Opinion
February 1, 1988
Adjudged that the determination is confirmed and the proceeding is dismissed on the merits, with costs.
The petitioner contends that the penalty imposed by the respondent, i.e., suspension of its liquor license for 52 days and a $1,000 bond forfeiture, for a violation of Alcoholic Beverage Control Law § 65 (1) (sale of alcoholic beverages to a minor) was so disproportionate to the offense as to shock one's sense of fairness (see, Matter of Pell v Board of Educ., 34 N.Y.2d 222, 233). We disagree. In imposing a penalty, the State Liquor Authority is entitled to consider the nature and gravity of the violation and the previous record and history of the licensee and the licensed premises (see, Awrich Rest. v New York State Liq. Auth., 92 A.D.2d 925, affd 60 N.Y.2d 645, quoting Matter of Johnston v Rohan, 2 A.D.2d 932).

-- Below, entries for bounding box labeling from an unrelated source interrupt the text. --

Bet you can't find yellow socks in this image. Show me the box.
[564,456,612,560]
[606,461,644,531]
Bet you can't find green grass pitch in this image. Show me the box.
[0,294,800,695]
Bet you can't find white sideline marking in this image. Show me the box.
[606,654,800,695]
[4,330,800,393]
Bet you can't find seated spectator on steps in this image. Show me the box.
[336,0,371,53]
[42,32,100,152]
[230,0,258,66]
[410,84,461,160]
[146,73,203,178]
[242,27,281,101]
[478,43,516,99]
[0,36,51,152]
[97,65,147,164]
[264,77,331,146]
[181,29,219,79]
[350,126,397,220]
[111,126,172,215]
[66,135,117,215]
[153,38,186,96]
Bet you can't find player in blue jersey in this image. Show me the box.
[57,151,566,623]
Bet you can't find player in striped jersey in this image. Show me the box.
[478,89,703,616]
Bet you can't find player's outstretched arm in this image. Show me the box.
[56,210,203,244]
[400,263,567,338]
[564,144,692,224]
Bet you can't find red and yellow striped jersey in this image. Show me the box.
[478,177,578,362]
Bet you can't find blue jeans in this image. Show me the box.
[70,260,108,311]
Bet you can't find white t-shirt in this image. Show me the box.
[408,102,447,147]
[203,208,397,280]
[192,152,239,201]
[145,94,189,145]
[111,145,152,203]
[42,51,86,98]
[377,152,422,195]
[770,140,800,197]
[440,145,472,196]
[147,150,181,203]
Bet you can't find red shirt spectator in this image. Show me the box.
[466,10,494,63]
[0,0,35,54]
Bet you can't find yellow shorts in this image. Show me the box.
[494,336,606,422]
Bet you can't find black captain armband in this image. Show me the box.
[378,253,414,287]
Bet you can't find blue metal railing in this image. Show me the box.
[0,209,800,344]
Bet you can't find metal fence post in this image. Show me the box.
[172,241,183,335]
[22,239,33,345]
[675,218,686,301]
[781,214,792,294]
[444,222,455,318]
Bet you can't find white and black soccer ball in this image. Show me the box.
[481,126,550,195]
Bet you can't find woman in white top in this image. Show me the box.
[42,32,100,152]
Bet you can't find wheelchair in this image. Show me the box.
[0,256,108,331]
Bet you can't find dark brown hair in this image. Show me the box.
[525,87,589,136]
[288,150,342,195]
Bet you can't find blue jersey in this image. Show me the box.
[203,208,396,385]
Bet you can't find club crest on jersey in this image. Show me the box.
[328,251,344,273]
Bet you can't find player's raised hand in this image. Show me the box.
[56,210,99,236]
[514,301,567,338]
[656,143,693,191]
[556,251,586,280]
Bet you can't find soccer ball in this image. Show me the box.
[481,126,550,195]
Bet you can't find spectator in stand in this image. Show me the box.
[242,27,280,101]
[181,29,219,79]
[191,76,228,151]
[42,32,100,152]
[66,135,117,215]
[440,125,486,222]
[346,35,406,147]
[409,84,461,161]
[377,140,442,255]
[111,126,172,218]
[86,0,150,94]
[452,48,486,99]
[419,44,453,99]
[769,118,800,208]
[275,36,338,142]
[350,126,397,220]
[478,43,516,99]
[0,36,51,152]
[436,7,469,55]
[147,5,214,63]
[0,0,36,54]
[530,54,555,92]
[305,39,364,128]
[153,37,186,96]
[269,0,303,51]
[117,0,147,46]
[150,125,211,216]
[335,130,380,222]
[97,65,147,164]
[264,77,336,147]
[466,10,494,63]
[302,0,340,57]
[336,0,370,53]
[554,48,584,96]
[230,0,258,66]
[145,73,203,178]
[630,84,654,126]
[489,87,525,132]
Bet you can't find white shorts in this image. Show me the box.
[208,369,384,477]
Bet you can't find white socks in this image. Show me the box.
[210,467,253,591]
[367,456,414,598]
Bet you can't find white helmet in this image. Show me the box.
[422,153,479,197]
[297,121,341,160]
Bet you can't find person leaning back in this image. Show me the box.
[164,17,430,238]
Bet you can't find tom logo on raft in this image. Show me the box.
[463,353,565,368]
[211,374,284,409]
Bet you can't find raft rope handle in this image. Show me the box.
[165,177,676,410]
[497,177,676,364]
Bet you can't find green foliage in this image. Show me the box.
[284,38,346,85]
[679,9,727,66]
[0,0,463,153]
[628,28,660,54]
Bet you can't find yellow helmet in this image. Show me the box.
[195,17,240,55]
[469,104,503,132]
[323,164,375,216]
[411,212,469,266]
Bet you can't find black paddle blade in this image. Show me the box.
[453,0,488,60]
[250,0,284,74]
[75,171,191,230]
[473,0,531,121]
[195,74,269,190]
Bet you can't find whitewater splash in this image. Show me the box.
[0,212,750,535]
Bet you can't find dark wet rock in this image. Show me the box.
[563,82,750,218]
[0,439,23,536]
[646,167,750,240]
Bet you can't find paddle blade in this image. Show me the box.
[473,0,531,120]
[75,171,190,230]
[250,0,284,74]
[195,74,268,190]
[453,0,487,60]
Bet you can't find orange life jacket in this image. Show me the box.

In the latter regard, the record reveals a prior violation of the Alcoholic Beverage Control Law and numerous letters of warning. Under the circumstances, the penalty imposed should not be disturbed (see, Matter of Pell v Board of Educ., supra; Matter of Stolz v Board of Regents, 4 A.D.2d 361).
We have reviewed the petitioner's remaining arguments and find them to be without merit. Bracken, J.P., Kunzeman, Spatt and Sullivan, JJ., concur.